After I finished working on the edits in a manuscript this evening, which was the last of writing jobs to do for the day, I got up from my chair all set to go into the kitchen and do the dishes. (The best time for me to do dishes is when the baby's asleep but I hadn't had the chance when he took his afternoon nap today.) But right when I got up, pain just shot through me. It was like a huge weight pushing me down and crushing my bones. It was horrible.
So I took 3 Tylenol (not the usual two) and I am hoping it will help me to sleep tonight. Got to get up early in the morning tomorrow.
I don't know why it's so bad now. I wasn't in pain when I took Jen to school, ran errands, carried the baby around and moved stuff around in the house.

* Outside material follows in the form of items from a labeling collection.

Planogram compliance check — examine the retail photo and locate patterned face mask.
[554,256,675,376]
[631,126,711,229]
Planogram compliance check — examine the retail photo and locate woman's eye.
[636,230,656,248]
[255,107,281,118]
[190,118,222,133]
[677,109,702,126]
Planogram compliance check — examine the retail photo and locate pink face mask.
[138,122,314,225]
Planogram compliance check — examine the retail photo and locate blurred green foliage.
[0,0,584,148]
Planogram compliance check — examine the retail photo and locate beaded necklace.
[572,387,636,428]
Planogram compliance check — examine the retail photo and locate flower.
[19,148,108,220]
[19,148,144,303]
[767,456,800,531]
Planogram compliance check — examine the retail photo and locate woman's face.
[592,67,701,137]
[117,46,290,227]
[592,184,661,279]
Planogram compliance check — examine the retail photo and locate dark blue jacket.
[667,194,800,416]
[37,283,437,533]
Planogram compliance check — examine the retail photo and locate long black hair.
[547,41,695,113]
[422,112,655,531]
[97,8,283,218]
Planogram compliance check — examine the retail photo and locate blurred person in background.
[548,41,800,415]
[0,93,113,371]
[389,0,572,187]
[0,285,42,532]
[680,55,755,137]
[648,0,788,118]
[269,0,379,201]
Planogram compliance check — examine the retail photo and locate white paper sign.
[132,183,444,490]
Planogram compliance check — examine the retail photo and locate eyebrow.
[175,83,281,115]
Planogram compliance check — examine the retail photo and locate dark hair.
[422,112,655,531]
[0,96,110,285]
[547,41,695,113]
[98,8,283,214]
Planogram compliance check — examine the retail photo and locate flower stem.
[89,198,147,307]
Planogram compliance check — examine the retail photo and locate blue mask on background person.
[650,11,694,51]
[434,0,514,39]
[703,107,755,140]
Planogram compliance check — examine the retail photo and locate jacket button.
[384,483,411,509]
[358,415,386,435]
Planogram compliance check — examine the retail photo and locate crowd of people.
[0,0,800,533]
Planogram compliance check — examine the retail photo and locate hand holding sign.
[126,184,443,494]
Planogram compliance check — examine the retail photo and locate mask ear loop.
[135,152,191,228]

I have been doing an aerobics workout 3 times a week in the mornings. Maybe that is causing parts of my body that I don't normally exercise to feel pain. The workouts are only 20-30 minutes long. But I hadn't done one this morning. I only got about 4 1/2 hours of sleep last night, so I was too exhausted to exercise today.
Maybe it's dehydration. I haven't been drinking enough water, as I SHOULD be drinking more water.
Or it could be the changing seasons. The foot and hip pain are grievances I've had to deal with for some time. So I don't know.
At least it doesn't hurt so much when I am not moving around so much.
Maybe I just need more rest.
This has made me wonder, though: Is it possible that if someone carries around a deep, strong pain on the inside for so long, it can manifest into a real, physical pain? I wonder. I have been carrying pain around for so long. A sadness. Regret. I don't know if that's possible, but worth thinking about. If anything, it could be a story.